Guild Wars 2 fixes some of this. The combat system is interesting in itself – it's immediately far more physical, with animations that convey impact, knockbacks flying all over the place, and sound effects that carry a deeper bass crunch. There's no auto-attack, and combat is far more dynamic: most classes can swap weapon sets on the fly.

Each weapon set carries its own abilities. As a thief, I charged into fights with two swords, slicing and dicing, before landing a stun. Then I'd swap to two pistols and dance out of range, constantly shooting as they chased after me. It felt closer to a third-person action game than an EverQuest or World of Warcraft clone. Not quite Devil May Cry with persistent characters, but pretty close.

Character progression still relies on skills, but it's allied to the concept of a 'personal story'. When you create a character, you're offered roleplaying choices: do you pick the Ferocious trait, or Peaceful? These choices play into the dialogue and quests that you'll experience.

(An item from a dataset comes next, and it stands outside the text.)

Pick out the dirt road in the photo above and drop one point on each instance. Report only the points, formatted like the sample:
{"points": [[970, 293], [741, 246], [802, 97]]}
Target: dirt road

“We want Guild Wars 2 to be a really good RPG,” Mike says. “A great RPG in addition to being an MMO. We want your character to feel like they had a past, that they have aspirations. That they were more than just a profession and a race.”

As a Norn, for example, [ shapeshifting warrior people – Lore Ed] what's most important is not your birth or societal class, but how much of a hero you are. The game asks you: “What qualities should a hero possess? Is it strength, cunning, or instinct? What animal do you most identify with? Bears? Leopards? Ravens?” Mike assures me that each choice will have a direct impact on your character's experiences. (The answer, by the way, is a cunning bear.)

The final risk ArenaNet are taking is financial. There's no doubt that they could charge a monthly subscription for Guild Wars 2 – this is as fully featured an MMO as World of Warcraft, Rift or The Old Republic. But they have chosen not to. Instead, ArenaNet are placing all their faith on players enjoying the game so much that they'll be willing to buy in-game items. And, I speculate, on them buying sidegrade expansion packs such as Guild Wars: Factions or Guild Wars: Prophecies released at a rapid pace.

“We sold around seven million copies of Guild Wars 1,” Mike says, “and have been really successful. You see a lot of people launch as a subscription MMO and discover that it's really hard to compete with WoW as a second subscription. We've seen it time and time again – you get to the end of your 30-day trial period and 'PSHOOOM'... your playerbase drops through the floor.”

ArenaNet have still to show how their endgame will work, nor have they shown the PvP systems that will keep competitive players entertained (although it's easy to spot half the developers scrapping in GW2 arenas on a beta server during their lunchbreak). There's still a lot to come. A lot of risk. A lot of innovation. But GW2 already plays extremely well and I can't wait to come back to play more.

There's simply a lot to like.

Even if it all goes to pot, there's always the sheer beauty of Guild Wars 2's world. I take a moment to take in the gorgeous grasslands we've been fighting across. It is the most beautiful meadow I've ever battled in. Seriously.

Mike is bullish on the potential of his game. “We can make the highest quality MMO ever released. We can be the number one MMO in the world. We don't have to settle. And we're not going to release this until it's done.”